Rev. Robin R. Meyers, PhD, is senior minister of Mayflower United Church of Christ Church, Oklahoma City, and Professor of Social Justice at Oklahoma City University. Class Not Dismissed is the title of Robin’s contribution to our next unending conversation. He tells a wonderful story about Marcus as a substitute teacher for “the other University” (University of Oregon not Marc’s home institution, Oregon State University.) Robin rightly declares that even though Marcus is no longer with us the work he so deeply engaged continues. Robin is at the forefront of that continuing work. Robin is a clear and wonderful and even edgy writer. I will name three recent books that indicate such: Saving Jesus From the Church: How to Stop Worshiping Christ and Start Following Jesus; Spiritual Defiance: Building a Beloved Community of Resistance; and The Underground Church: Reclaiming the Subversive Way of Jesus. Check them out. They are on Kindle as well as other formats.
I am including in this introduction Blessings that were offered at the spring 2015 meeting of Westar (aka Jesus Seminar) at the closing banquet which were offered by Robin.
Bless you Marcus, for being Marcus Borg.

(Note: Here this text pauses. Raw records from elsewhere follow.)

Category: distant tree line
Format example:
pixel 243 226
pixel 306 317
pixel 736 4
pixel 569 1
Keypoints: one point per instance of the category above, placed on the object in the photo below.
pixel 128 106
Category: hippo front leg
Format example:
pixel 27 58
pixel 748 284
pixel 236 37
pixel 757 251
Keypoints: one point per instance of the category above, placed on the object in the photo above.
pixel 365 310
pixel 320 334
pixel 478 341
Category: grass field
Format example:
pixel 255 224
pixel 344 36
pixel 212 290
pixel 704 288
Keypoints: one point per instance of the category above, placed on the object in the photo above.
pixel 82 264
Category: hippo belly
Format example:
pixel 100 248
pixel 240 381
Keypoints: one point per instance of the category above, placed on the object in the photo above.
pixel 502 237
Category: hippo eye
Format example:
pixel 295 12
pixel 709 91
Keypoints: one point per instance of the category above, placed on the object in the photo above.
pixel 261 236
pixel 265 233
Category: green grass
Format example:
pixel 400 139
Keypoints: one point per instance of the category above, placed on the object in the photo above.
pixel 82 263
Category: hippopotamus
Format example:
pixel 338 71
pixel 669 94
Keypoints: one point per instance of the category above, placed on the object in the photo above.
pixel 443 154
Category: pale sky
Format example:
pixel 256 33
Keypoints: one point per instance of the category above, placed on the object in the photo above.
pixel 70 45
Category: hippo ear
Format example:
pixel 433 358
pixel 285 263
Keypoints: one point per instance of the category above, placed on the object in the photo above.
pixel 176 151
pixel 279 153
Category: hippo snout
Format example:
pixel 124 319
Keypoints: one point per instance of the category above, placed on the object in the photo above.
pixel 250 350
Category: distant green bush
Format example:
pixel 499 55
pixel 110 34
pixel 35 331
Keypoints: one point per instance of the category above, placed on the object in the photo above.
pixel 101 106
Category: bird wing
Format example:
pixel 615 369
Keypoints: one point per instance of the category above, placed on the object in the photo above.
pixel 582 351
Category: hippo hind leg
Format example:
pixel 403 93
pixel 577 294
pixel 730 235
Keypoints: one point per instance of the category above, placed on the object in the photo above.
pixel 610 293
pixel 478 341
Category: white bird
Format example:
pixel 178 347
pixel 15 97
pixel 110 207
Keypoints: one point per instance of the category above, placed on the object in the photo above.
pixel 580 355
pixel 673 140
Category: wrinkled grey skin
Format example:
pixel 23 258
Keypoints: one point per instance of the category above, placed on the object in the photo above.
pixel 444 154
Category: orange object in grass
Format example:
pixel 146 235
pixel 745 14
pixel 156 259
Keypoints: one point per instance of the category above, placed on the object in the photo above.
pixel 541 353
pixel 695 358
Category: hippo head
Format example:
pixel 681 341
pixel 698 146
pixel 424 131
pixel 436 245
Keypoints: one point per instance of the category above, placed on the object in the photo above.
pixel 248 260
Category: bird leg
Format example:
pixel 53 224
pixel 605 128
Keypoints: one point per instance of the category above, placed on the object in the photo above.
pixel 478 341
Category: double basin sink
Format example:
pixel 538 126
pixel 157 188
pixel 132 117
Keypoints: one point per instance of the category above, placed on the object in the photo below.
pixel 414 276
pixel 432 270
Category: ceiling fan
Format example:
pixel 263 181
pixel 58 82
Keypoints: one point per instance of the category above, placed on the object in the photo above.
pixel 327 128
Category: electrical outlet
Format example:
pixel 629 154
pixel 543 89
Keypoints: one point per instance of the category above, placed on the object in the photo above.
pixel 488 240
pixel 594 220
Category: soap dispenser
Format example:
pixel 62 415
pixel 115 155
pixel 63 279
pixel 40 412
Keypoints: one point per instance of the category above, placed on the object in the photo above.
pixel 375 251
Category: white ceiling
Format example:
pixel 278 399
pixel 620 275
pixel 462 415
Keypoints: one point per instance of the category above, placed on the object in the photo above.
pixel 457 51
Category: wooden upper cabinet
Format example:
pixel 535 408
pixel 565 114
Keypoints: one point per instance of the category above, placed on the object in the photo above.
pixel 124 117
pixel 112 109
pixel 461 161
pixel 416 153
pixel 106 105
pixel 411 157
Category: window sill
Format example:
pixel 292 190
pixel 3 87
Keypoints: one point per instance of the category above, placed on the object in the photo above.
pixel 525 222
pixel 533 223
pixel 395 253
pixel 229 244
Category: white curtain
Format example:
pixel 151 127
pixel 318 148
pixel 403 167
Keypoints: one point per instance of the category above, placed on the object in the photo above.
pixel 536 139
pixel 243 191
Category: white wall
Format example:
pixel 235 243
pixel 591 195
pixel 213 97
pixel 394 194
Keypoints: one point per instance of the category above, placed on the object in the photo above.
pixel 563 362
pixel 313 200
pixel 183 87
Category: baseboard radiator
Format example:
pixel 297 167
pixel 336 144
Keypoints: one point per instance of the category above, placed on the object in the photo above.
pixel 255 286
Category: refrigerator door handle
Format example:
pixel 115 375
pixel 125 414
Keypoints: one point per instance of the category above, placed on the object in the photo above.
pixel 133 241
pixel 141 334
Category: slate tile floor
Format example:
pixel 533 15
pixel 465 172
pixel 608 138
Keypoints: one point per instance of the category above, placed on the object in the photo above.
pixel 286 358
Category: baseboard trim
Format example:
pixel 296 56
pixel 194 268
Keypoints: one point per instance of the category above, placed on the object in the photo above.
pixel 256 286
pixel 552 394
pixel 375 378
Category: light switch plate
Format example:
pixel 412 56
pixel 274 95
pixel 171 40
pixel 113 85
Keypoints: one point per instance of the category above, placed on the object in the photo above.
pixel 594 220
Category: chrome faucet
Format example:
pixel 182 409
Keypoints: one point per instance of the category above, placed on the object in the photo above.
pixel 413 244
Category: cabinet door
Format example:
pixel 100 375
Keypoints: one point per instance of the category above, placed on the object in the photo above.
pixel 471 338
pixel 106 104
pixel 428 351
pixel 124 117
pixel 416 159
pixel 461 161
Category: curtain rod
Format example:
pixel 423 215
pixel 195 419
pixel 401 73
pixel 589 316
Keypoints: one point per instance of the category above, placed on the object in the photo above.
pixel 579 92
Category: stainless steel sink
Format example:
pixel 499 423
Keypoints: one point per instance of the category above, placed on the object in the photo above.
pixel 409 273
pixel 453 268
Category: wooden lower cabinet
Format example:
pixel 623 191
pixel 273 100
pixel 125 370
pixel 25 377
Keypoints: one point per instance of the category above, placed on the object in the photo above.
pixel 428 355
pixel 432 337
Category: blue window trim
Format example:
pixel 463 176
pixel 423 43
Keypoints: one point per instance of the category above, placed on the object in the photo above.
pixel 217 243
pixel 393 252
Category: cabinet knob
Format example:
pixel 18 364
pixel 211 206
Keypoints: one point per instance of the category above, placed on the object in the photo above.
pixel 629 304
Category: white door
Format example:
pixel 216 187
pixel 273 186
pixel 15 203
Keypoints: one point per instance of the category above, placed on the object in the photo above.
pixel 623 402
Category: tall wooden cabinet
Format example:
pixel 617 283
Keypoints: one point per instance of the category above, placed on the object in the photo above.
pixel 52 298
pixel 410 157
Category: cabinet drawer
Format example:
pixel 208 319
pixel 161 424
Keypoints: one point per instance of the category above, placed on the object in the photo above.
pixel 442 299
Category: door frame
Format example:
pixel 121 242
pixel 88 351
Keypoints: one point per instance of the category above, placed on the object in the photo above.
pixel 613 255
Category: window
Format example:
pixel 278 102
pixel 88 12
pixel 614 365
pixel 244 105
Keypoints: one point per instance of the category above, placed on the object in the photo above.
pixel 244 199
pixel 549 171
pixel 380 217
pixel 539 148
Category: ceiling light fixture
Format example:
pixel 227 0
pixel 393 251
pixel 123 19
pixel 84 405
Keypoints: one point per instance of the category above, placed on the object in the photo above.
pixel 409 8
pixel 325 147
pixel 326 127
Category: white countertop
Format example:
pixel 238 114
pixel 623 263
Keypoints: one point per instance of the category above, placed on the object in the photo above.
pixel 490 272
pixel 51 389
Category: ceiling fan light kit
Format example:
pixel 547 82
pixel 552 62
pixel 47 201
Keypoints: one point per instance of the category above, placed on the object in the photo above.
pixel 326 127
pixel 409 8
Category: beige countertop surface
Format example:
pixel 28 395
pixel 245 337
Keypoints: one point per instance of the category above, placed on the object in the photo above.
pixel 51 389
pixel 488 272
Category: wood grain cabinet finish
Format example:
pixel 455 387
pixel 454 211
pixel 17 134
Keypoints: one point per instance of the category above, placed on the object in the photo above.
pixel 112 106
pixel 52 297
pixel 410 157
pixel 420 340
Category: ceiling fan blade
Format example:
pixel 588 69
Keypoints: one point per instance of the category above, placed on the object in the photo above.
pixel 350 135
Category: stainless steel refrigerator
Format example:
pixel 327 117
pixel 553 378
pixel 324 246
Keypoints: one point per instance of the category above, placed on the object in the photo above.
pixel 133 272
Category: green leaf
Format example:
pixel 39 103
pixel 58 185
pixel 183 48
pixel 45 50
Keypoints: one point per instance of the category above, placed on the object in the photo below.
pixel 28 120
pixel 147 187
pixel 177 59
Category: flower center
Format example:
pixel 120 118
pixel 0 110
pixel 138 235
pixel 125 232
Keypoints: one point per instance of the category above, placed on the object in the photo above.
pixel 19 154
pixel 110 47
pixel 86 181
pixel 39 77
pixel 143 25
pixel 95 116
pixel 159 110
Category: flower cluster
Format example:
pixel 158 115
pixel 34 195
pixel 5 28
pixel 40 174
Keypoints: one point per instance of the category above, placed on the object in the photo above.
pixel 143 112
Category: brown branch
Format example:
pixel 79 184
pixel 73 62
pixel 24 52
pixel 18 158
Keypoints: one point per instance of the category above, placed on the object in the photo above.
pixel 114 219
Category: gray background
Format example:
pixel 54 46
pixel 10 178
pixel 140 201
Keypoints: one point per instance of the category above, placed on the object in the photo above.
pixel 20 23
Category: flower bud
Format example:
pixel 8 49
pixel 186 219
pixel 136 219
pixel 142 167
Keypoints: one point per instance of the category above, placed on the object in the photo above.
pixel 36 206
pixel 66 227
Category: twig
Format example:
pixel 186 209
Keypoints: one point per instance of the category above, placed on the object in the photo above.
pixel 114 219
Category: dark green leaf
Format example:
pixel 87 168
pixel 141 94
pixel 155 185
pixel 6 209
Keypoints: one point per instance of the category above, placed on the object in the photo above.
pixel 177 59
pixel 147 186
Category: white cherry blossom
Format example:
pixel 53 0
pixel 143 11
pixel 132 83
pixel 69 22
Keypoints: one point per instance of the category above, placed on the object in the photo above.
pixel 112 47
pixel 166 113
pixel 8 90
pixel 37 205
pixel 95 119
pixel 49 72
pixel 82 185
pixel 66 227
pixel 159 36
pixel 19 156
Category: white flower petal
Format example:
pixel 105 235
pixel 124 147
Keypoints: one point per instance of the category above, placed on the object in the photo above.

A scholar, a teacher, a pipe-smoking, dog-loving Lutheran whose heart never left home but whose mind went in search of the historical Jesus.

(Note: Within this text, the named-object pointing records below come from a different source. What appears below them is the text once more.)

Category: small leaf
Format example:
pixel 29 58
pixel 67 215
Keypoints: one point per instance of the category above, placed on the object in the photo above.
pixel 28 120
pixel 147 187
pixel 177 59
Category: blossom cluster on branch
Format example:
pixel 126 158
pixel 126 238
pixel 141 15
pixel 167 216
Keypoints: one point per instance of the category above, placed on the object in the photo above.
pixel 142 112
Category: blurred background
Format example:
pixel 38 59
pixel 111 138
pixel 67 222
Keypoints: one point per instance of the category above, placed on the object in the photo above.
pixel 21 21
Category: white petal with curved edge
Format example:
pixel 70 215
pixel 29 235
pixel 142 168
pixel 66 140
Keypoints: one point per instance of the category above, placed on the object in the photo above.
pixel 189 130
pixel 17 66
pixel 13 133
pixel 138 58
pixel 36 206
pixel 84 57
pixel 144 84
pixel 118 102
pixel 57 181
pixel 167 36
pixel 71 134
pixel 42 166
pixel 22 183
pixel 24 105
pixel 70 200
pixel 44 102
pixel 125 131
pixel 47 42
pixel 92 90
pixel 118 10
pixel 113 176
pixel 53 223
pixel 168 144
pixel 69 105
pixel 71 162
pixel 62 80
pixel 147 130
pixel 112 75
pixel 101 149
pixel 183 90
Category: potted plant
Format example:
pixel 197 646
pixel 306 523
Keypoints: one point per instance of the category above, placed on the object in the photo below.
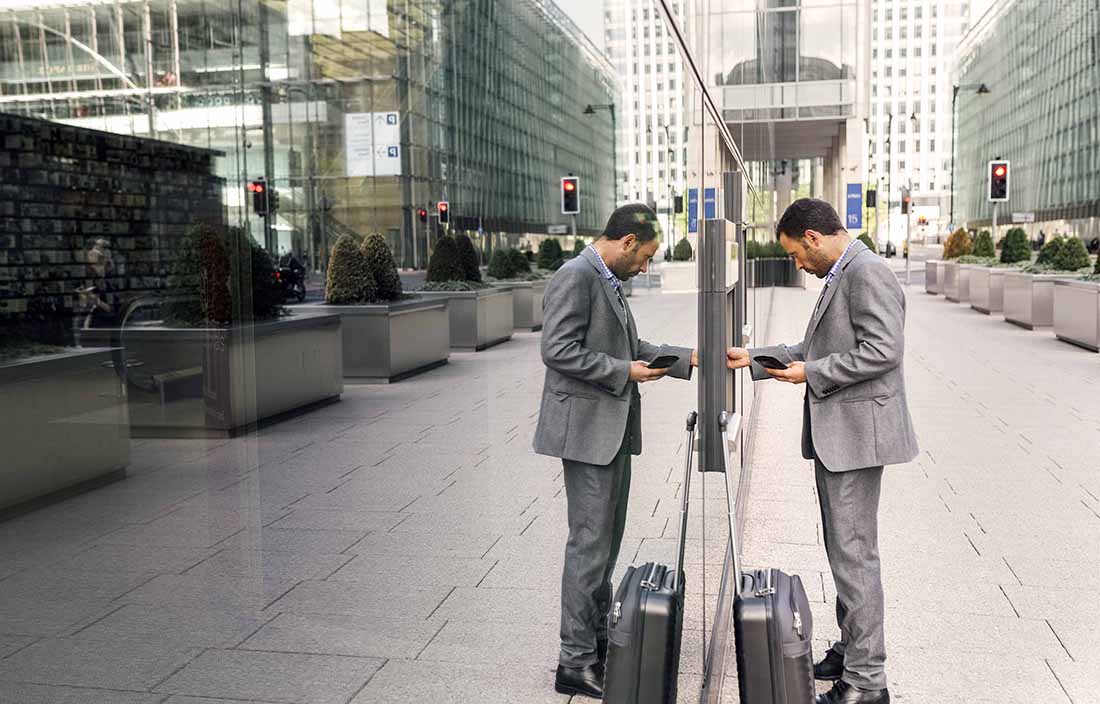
pixel 219 353
pixel 1029 294
pixel 1077 303
pixel 481 315
pixel 955 279
pixel 387 334
pixel 508 268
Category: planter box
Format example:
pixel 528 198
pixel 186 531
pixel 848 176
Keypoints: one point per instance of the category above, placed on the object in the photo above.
pixel 956 282
pixel 65 425
pixel 388 342
pixel 1077 312
pixel 679 277
pixel 987 288
pixel 1029 298
pixel 479 318
pixel 527 303
pixel 222 381
pixel 933 277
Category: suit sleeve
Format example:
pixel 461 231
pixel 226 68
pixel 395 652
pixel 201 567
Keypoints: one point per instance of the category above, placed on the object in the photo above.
pixel 782 352
pixel 567 308
pixel 877 308
pixel 682 369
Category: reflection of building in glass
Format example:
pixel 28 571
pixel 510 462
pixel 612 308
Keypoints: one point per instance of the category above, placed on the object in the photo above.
pixel 912 54
pixel 787 76
pixel 1038 61
pixel 358 112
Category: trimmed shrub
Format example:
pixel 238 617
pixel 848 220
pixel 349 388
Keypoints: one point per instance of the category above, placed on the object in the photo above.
pixel 958 244
pixel 683 251
pixel 350 281
pixel 983 245
pixel 520 262
pixel 468 255
pixel 446 264
pixel 383 268
pixel 1073 255
pixel 549 252
pixel 501 265
pixel 1014 246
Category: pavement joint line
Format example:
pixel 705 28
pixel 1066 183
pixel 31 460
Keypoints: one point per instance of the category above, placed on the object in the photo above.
pixel 1014 609
pixel 1058 680
pixel 446 596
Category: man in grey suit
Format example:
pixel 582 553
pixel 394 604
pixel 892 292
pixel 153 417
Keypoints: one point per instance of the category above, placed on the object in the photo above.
pixel 855 420
pixel 591 418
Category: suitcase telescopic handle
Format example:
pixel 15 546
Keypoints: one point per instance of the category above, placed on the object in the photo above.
pixel 682 539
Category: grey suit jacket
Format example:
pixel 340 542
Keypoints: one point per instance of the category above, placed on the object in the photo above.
pixel 589 341
pixel 855 413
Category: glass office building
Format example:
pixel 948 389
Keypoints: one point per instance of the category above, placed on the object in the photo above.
pixel 359 113
pixel 1041 65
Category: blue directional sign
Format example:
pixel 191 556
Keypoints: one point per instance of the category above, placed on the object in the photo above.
pixel 855 219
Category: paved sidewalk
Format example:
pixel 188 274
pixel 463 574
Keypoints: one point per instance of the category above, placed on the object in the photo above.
pixel 990 538
pixel 403 546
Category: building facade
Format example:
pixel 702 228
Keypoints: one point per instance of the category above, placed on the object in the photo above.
pixel 791 79
pixel 652 133
pixel 359 113
pixel 913 46
pixel 1041 64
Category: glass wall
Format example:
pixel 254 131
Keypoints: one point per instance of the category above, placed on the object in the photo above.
pixel 1040 64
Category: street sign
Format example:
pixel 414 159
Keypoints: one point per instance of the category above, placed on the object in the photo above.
pixel 855 219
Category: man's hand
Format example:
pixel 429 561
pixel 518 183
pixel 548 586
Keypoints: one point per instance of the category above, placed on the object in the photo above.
pixel 641 373
pixel 737 358
pixel 795 373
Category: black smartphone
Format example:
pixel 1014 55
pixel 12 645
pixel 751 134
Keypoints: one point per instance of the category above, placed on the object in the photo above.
pixel 768 362
pixel 663 362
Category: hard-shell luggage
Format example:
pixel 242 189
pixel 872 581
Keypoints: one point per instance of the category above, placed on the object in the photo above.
pixel 646 625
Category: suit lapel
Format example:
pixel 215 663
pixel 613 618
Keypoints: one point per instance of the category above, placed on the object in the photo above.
pixel 831 292
pixel 608 289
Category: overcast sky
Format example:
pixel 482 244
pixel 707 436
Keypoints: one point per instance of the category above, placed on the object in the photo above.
pixel 589 15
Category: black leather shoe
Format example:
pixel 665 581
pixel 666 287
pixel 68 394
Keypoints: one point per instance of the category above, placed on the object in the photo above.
pixel 831 668
pixel 844 693
pixel 587 681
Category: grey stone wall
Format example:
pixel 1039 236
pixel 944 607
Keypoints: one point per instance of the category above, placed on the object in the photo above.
pixel 89 217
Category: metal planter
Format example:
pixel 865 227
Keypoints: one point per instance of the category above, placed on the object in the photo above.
pixel 1077 312
pixel 1029 299
pixel 388 342
pixel 987 289
pixel 66 425
pixel 479 318
pixel 222 381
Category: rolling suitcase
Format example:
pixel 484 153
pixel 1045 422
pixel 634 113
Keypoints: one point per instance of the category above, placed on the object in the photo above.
pixel 646 625
pixel 772 627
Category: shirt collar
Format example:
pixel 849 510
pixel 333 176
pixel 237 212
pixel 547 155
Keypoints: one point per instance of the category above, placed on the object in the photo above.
pixel 836 266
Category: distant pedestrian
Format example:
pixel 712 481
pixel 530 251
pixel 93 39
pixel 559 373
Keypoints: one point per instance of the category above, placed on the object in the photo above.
pixel 855 420
pixel 591 418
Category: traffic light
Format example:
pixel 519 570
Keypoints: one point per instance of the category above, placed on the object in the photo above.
pixel 570 195
pixel 998 182
pixel 259 190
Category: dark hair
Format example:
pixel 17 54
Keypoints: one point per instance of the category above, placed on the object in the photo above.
pixel 809 213
pixel 637 219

Bless you, Marcus, for being the embodiment of the Socratic method of teaching proving to your students that the final act of grace is to make a person gracious. When some of them would proudly announce to you that they did not believe in God, you would ask them to tell you about the God they did not believe in, whereupon you would add, “I don’t believe in that God either.”
Bless you, Marcus, for handing out an outline of your lecture and then giving it exactly as it appeared — not recommended by rhetoricians as the most exciting approach; but then no one ever accused you of being an exciting speaker, just a brilliant one. After all, it is not in chewing that we are nourished, but in chewing food.
Bless you Marcus, for starting every lecture by asking the crowd to identity their religious background. “A show of hands — how many Lutherans, Presbyterians, Baptists, UCC’ers, Unitarians? How many are the ‘Walking Wounded,’ aka Spong’s Church Alumni Association?” Who knows, Marcus, if you took this poll for yourself, or so the audience could better understand itself, but Aristotle would be proud, since he taught that “audience-centeredness” is the key to persuasion.
Bless you, Marcus, for your red socks, and the egg timer you put on the podium, and for answering the perennial question from clergy, “How the hell do we preach this stuff?” by assuming that clergy are supposed to figure that out, and to be bold about it.
Bless you Marcus, for never casting a shadow over anything or anyone (that’s how your beloved wife Marianne put it). All of us are living with what one friend of yours called your “absent presence.” That sounds good, but Marianne confessed to me that she is done with noble speech and proper grieving now — she just wants you back.
Bless you, Marcus, for knowing how brief our days are, and heeding the wisdom of the Advent hymn, “Awake, awake, for night is flying.” You were a great teacher. And death was your great teacher.
Bless you, Marcus, for restoring credibility to Christianity. You caught lots of people walking out the church door and asked them to turn and look back one more time. And thanks for your patience with Jarmo, who was apparently the last non-family member to see you before you died. Marianne said that the two of you discussed something called “Essentialism,” and that Marcus was not quite the same after that. She said she is pretty sure that’s what did him in!
Bless you, Marcus, for loving your four-legged friend Henry so much that you were surprised that you could love a dog so much. One night at dinner, Marianne told me that you said to her in earnest, “I wouldn’t want to have to choose between you and Henry.” He always kissed you goodnight, Marianne told me, and after you died Henry anointed you by leaping up on the bed and licking you all over your face — a send-off of sorts from one old soul to another.
Bless you, Marcus, for being someone that more people knew than you ever knew you – like the funeral director who came to carry out your body, and had read several of your books and could not believe that it was Marcus Borg that had died. She brought a patchwork quilt to cover you, and it struck Marianne as so appropriate because it was your favorite metaphor for the church that is dying for transformation (she thinks you go it from Sallie McFague, this patchwork metaphor), but now you were wrapped in it. “Attend to your part of the quilt,” you used to say. “You cannot take it all on. Do your part. Identify what is yours to do and do it.”
Bless you, Marcus, for leaving behind a body of work that lives on in place of your own body (ashes to ashes, stardust to stardust). You are deeply missed because so many people are so deeply grateful – and this may be your last best lesson, Professor Borg – that the relationship between gratitude and sorrow is what makes grief redemptive, not to mention resurrection something more than magic.
Bless you, Marcus, for knowing and living by Mary Oliver’s promise, that “When death comes, I want to say, all my life I was a bride married to amazement, a bridegroom taking the world into my arms.” So be it, Marcus – we drink a toast for you tonight. Here’s hoping that with the ears of eternity you can hear this blessing – spoken by your colleagues tonight who miss you, and love you, and who were, and are – all of us – blessed by you.
Bless you, Marcus, for being Marcus Borg.